# S11 day old Platy fry



## Ajreoandoeka (Aug 11, 2005)

*11 day old Platy fry*

So one of my platys had babies in my breeder trap, so they are safe from the other fish right now. Currently, I have 8 fry, although there may be 2 more hiding somewhere that escaped from my trap. My question is this (and I'm sure you've heard it a thousand times) How long should I wait before releasing them from the breeder's trap? The other fish in the tank are (as listed below) all full grown: Platies, Danios, Cories, a glassfish and a pleco. The pleco is still not that large, he's only about 6 inches long I'd say. 

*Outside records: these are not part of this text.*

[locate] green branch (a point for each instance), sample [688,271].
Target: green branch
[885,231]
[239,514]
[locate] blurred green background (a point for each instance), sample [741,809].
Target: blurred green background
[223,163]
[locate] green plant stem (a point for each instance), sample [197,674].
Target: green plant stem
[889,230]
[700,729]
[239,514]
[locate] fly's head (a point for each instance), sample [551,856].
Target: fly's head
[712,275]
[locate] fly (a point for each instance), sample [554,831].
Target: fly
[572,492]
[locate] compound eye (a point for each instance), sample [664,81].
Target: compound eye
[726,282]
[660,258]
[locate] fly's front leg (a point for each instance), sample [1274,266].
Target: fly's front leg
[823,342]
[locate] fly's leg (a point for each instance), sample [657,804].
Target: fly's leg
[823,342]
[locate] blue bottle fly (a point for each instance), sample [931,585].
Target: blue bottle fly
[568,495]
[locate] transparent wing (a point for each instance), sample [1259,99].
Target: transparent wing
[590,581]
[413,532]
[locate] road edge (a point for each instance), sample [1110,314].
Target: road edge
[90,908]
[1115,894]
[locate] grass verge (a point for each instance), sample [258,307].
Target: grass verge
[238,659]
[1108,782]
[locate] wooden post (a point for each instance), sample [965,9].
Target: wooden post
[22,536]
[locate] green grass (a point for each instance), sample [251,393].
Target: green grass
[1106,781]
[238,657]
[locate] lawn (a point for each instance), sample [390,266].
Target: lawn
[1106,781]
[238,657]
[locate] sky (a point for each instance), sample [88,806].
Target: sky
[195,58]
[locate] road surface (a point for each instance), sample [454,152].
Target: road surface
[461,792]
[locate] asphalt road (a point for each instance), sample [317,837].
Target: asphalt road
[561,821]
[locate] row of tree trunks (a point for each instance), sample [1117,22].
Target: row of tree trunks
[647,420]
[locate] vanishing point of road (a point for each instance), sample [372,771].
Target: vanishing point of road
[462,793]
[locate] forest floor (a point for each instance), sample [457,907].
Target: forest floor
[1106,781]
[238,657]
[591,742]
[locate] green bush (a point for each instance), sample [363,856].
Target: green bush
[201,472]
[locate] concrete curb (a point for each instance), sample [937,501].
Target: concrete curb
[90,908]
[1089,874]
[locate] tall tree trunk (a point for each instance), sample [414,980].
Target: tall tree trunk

I don't want to send the babies off to their doom, but they keep trying to escape from the breeding trap, and if they don't escape successfully they get stuck and die anyways.

Thanks in advance for any *positive* help,

Tracy


----------



## Ice Prince (Jun 15, 2007)

you should release them whenever they are big enough to not get eaten. i released some when they were 1 month old, but 2 from the same liter are still too small, almost 2 months later.


----------



## oliesminis (May 7, 2007)

i realeased mine into a seperate tank with 2 cories and 4 guppys after 10 days in a net and there all doing great and growing fine


----------



## Ajreoandoeka (Aug 11, 2005)

Thanks! I think I'll probably wait a little longer before I release them, they aren't too big yet, and the only option for another tank is with the Gourami, which I Know would eat them happily. Thanks again!


----------